8 minutos de lectura

Versailles Anime #16, una columna de Francisco Maldonado


Este artículo contiene SPOILERS acerca de la trama de One Piece, no revelan demasiado ni te arruinan la experiencia, pero la advertencia no está de más.

Como había mencionado en la columna anterior y en la del top, con One Piece iniciaré un análisis detallado de cada anime, buscando abarcar los aspectos que a mi parecer son importantes dentro del lore de cada serie. Normalmente busco analizar lo más detallado y resumido posible cada serie, pero siento que omito cosas y otras quedan muy por encima.
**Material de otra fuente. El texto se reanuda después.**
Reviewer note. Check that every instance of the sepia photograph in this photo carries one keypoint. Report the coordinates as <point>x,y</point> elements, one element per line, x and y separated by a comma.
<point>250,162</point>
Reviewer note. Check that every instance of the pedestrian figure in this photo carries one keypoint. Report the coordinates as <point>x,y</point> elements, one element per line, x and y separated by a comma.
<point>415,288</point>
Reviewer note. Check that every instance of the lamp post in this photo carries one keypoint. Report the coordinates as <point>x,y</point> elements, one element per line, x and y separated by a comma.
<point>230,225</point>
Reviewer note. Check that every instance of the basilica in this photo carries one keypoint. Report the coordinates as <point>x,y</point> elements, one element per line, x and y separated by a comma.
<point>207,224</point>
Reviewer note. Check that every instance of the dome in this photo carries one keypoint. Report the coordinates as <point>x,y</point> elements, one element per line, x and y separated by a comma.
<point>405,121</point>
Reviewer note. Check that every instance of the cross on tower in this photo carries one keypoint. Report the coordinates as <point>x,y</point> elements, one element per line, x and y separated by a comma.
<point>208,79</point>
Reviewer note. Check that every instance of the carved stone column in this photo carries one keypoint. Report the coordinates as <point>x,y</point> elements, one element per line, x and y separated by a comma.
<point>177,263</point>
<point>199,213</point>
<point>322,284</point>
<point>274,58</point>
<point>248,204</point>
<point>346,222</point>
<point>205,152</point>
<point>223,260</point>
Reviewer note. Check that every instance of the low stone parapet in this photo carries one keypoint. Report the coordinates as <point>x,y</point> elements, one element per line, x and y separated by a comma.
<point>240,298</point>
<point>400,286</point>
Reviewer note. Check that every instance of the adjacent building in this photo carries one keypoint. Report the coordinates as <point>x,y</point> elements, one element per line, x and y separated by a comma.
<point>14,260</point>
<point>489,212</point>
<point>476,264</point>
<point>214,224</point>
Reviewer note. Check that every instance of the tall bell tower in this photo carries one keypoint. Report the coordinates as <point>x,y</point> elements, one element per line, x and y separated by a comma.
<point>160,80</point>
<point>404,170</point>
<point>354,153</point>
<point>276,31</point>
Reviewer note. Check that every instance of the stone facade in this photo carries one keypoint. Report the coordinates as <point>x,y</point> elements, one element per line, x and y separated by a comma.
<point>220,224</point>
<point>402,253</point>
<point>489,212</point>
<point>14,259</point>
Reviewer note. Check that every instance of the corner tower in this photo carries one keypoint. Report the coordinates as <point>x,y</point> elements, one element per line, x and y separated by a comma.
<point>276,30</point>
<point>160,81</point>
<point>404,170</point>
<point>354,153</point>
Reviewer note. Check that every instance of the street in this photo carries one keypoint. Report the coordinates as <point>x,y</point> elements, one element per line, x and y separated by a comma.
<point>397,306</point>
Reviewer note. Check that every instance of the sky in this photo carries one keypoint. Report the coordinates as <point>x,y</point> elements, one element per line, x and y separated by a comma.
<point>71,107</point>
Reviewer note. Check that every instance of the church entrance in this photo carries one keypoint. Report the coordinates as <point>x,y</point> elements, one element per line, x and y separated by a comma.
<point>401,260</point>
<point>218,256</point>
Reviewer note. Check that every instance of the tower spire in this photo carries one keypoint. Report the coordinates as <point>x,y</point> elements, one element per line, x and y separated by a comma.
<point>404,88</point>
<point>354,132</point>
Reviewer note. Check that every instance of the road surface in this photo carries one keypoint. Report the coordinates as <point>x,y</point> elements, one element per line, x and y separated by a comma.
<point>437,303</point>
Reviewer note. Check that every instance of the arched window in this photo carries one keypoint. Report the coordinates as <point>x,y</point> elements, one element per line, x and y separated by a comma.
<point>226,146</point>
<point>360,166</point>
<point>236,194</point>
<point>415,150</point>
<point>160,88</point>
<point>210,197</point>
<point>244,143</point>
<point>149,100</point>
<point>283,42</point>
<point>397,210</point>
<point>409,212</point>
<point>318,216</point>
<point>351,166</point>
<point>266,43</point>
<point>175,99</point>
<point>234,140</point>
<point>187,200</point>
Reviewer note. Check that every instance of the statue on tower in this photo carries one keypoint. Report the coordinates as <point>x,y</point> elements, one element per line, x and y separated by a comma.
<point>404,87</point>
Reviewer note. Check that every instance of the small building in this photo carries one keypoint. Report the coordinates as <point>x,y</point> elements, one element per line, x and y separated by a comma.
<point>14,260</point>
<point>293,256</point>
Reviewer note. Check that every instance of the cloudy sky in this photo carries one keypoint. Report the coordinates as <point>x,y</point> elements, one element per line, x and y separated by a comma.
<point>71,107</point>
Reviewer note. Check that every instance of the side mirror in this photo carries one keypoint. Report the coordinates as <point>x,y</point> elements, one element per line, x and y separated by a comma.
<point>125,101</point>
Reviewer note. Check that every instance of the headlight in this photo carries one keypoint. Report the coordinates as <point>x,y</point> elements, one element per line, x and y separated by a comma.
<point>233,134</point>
Espero esta serie les guste y podamos reflexionar juntos acerca de cada anime, así como de cada perspectiva, valor, enseñanza e ideología que estas series nos vayan dejando.

Desde el momento que el ser humano es consciente de su propia existencia, hemos afrontado una pregunta que sacude nuestros pensamientos e influye en nuestras acciones:

¿Qué es la muerte y qué nos espera en nuestro encuentro con ella?

Es curioso notar cómo dentro de la variedad de temas que toca la filosofía, la muerte se ha agotado dentro del pensamiento, parecería que ya se ha puesto sobre la mesa todas las posibles respuestas. Hay quienes por un lado niegan la inmortalidad del alma y otros tantos que creen en su existencia y prevalencia. Pero, ¿qué nos habla Oda acerca de la muerte? ¿Desde qué perspectiva se aborda la muerte en One Piece? Seguramente en algún punto de la vida escuchaste esta frase: “antes de morir debes sembrar un árbol, tener un hijo y escribir un libro”. Más allá de las convenciones sociales y lo que la modernidad puede decir acerca de este enunciado, esta especie de consejo apunta a la trascendencia del individuo. En la serie vemos reflejado esto por primera vez en la muerte del Dr. Hiriluk, podemos decir que Chopper es un árbol, Hiriluk lo sembró, le dio abono y lo cuidó para que algún día, cuando él ya no estuviese, se transformara en un grande y fuerte roble, es decir, está trascendiendo a través de un acto de amor.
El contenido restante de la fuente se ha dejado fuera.